In the mid-1860s Johnson created two additional paintings which feature a similar setting of a lily pond in the countryside: GATHERING LILIES, 1865 (Oil on board, 18 1⁄2 x 15 1⁄4 inches), now in the National Gallery of Art, Washington, DC and BOY FISHING, 1860s (also known as THE FISHERMAN, Oil on canvas, 9 1⁄4 x 7 inches), now in the Cleveland Museum of Art. Eastman Johnson scholar Patricia Hills has identified this group of paintings as an important step in Johnson’s stylistic development in his “progression towards brighter light and stronger oppositions in light and shadow.” (1)

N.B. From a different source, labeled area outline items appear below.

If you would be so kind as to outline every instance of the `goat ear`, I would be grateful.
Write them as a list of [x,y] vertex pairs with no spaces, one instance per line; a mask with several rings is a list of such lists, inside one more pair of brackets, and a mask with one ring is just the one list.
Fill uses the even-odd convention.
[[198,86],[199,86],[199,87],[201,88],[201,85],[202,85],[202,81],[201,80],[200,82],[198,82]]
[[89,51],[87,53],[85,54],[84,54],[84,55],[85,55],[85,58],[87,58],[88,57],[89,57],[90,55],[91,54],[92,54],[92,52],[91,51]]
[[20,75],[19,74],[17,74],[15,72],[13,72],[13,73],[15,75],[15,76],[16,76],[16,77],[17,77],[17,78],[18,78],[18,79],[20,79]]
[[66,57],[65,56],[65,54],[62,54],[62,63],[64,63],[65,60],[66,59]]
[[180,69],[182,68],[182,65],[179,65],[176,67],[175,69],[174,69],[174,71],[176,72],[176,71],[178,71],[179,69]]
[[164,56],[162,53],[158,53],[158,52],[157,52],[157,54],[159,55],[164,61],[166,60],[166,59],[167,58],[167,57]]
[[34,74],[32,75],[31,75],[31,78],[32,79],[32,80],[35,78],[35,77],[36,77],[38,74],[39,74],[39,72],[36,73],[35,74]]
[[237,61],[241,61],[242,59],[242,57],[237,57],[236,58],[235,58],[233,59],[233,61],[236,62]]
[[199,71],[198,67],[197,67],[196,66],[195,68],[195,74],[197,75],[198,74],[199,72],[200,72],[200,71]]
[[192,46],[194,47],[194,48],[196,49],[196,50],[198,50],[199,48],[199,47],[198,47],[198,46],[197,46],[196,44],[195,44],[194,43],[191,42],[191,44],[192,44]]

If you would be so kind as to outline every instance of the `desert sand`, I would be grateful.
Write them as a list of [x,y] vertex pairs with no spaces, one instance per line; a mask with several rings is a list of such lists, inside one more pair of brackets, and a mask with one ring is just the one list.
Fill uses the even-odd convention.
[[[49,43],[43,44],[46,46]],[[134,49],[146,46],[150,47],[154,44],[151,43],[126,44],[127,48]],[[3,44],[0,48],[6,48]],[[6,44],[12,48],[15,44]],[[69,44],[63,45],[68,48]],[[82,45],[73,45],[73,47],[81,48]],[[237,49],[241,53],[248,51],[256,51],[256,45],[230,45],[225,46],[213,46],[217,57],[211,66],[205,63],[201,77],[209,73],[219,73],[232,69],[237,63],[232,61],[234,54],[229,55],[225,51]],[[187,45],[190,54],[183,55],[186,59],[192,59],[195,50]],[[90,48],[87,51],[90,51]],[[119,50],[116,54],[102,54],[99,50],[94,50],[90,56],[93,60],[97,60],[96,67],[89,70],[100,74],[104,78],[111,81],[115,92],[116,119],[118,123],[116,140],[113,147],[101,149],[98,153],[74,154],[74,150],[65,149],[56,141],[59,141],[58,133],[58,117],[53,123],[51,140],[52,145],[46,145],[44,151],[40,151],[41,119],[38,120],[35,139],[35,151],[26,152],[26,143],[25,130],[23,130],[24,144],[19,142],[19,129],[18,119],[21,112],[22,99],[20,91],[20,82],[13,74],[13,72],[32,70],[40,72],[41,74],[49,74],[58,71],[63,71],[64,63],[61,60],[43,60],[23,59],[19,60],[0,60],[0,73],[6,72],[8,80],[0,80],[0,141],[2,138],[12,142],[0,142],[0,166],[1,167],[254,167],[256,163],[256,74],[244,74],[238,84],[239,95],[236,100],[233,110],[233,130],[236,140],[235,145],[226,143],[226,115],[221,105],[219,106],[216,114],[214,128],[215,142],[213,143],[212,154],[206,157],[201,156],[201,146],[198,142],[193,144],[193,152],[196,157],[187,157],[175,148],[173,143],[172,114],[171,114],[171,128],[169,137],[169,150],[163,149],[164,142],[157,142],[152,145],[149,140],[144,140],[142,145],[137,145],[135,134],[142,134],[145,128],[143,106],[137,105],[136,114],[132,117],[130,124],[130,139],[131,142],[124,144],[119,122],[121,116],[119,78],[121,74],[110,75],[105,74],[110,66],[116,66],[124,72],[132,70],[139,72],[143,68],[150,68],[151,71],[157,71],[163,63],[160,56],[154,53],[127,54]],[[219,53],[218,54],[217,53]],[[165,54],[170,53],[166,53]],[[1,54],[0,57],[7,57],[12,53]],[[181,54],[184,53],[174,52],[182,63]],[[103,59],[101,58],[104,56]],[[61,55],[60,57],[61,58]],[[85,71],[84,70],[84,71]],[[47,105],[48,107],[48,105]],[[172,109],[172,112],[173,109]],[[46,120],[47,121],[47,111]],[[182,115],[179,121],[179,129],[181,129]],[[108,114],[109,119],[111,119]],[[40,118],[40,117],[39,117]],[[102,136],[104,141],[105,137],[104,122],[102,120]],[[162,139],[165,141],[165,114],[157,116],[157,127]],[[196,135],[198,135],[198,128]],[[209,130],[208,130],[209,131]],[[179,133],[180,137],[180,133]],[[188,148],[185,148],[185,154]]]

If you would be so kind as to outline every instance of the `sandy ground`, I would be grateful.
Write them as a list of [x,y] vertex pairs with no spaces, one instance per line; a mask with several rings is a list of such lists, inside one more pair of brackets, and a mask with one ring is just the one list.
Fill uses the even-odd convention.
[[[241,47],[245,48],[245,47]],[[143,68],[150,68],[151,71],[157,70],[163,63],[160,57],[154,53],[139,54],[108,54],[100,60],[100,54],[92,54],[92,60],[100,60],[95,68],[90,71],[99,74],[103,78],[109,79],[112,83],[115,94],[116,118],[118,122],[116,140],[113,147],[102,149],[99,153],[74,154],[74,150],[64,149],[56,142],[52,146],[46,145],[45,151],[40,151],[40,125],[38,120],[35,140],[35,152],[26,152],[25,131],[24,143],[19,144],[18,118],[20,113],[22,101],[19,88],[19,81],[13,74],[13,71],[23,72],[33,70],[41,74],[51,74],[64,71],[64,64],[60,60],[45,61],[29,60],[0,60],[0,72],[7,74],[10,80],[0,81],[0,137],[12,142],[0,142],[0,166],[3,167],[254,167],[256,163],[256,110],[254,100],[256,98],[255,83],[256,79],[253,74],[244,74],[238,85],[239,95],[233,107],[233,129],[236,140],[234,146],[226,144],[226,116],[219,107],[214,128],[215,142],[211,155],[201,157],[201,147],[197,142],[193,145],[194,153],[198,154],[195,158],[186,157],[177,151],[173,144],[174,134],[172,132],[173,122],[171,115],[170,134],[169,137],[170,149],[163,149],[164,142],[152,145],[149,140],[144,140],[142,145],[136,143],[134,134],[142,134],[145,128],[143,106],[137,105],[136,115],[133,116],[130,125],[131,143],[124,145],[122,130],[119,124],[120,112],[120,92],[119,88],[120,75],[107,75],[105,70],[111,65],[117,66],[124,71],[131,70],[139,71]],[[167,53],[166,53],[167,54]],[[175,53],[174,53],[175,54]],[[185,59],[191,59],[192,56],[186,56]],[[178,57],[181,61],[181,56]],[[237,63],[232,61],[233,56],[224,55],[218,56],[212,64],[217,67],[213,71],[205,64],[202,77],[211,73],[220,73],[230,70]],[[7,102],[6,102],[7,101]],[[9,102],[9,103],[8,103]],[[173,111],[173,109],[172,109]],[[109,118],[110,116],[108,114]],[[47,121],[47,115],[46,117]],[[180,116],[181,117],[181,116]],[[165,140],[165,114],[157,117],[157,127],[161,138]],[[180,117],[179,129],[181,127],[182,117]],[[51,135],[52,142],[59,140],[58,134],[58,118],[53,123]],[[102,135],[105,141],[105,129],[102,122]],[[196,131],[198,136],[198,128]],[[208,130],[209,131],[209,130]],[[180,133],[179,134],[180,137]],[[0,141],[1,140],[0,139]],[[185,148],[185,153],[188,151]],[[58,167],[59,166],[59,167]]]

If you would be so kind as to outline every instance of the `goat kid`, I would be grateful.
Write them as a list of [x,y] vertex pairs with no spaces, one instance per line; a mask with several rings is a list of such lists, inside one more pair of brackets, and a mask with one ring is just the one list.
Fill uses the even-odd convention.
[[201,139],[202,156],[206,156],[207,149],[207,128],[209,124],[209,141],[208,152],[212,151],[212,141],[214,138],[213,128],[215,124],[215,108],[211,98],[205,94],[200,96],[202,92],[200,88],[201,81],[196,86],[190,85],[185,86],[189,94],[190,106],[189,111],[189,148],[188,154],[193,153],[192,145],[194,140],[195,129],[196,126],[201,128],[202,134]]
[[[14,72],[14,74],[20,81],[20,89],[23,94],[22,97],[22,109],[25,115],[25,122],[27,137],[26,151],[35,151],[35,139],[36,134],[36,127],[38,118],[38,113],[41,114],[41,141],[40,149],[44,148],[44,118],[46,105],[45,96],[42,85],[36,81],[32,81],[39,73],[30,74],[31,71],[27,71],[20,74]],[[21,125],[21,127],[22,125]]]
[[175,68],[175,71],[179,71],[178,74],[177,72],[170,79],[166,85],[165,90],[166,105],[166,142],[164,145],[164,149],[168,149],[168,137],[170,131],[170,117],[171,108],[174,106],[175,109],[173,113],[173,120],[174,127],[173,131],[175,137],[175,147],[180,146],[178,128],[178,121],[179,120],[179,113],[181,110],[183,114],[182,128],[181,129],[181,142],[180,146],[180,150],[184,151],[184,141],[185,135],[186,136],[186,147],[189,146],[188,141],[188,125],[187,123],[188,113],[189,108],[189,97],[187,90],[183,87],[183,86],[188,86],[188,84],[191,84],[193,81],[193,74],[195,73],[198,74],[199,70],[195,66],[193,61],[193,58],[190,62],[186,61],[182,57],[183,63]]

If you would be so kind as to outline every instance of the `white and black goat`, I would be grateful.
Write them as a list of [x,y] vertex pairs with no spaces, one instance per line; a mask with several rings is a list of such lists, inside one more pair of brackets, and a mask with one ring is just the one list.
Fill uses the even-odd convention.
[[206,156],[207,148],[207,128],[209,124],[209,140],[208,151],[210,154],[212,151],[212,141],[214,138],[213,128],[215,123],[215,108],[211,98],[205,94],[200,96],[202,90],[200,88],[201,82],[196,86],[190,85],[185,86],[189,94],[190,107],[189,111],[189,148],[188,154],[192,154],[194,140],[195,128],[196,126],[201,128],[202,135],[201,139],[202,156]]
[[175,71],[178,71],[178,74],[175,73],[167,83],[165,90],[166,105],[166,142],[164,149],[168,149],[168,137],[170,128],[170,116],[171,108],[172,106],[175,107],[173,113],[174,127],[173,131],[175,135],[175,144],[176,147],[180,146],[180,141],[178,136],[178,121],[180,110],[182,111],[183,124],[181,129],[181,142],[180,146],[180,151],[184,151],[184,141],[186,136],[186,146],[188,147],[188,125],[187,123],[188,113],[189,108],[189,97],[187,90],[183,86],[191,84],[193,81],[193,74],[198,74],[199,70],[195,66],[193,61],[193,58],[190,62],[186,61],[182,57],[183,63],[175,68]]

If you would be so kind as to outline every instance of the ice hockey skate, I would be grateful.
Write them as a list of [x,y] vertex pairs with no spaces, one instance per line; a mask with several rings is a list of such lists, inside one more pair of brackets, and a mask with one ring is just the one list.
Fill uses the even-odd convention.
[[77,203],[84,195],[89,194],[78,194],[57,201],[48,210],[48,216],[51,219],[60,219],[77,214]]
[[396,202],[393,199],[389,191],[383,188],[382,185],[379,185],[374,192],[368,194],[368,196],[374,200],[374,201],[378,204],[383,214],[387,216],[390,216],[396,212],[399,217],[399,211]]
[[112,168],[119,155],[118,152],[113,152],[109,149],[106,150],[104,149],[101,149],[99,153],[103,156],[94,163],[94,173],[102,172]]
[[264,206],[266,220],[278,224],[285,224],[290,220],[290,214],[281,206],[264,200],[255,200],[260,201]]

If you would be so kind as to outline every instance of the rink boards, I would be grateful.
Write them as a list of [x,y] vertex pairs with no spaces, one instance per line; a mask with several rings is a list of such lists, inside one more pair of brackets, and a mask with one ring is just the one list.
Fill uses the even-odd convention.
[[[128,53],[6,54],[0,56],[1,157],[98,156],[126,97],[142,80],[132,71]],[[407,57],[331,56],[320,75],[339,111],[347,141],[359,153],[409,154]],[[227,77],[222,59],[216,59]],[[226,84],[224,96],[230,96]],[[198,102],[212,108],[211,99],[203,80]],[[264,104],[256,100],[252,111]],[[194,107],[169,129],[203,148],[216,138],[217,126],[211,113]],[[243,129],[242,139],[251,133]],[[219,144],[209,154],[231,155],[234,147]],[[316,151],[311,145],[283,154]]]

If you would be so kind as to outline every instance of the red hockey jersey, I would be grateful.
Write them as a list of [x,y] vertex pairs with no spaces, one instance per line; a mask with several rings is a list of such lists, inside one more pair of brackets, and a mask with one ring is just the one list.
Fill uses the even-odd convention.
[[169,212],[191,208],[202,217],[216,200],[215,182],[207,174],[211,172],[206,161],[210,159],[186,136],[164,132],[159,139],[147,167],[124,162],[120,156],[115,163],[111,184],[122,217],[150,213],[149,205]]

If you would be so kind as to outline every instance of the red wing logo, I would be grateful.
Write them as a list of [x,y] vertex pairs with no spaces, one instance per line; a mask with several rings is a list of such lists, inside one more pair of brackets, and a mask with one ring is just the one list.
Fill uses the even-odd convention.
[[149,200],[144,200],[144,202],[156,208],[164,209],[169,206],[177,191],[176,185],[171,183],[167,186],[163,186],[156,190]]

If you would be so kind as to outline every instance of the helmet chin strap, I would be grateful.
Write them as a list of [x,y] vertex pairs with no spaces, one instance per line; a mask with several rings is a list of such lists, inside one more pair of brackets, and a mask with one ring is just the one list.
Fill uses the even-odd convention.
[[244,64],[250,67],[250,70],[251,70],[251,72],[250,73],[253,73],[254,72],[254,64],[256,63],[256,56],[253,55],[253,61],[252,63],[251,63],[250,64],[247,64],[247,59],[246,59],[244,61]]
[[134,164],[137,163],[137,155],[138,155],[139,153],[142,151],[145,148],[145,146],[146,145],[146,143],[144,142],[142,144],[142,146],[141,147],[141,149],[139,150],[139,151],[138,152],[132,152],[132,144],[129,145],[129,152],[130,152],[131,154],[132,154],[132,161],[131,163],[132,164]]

This painting’s highly distinguished provenance, well-documented literature and exhibitions record, technical accomplishment and scholarly recognition all coalesce into a rare acquisition opportunity.
(1) Patricia Hills, The Genre Painting of Eastman Johnson: The Sources and Development of His Style and Themes (doctoral dissertation), New York and London: Garland Publishing, 1977, p. 136.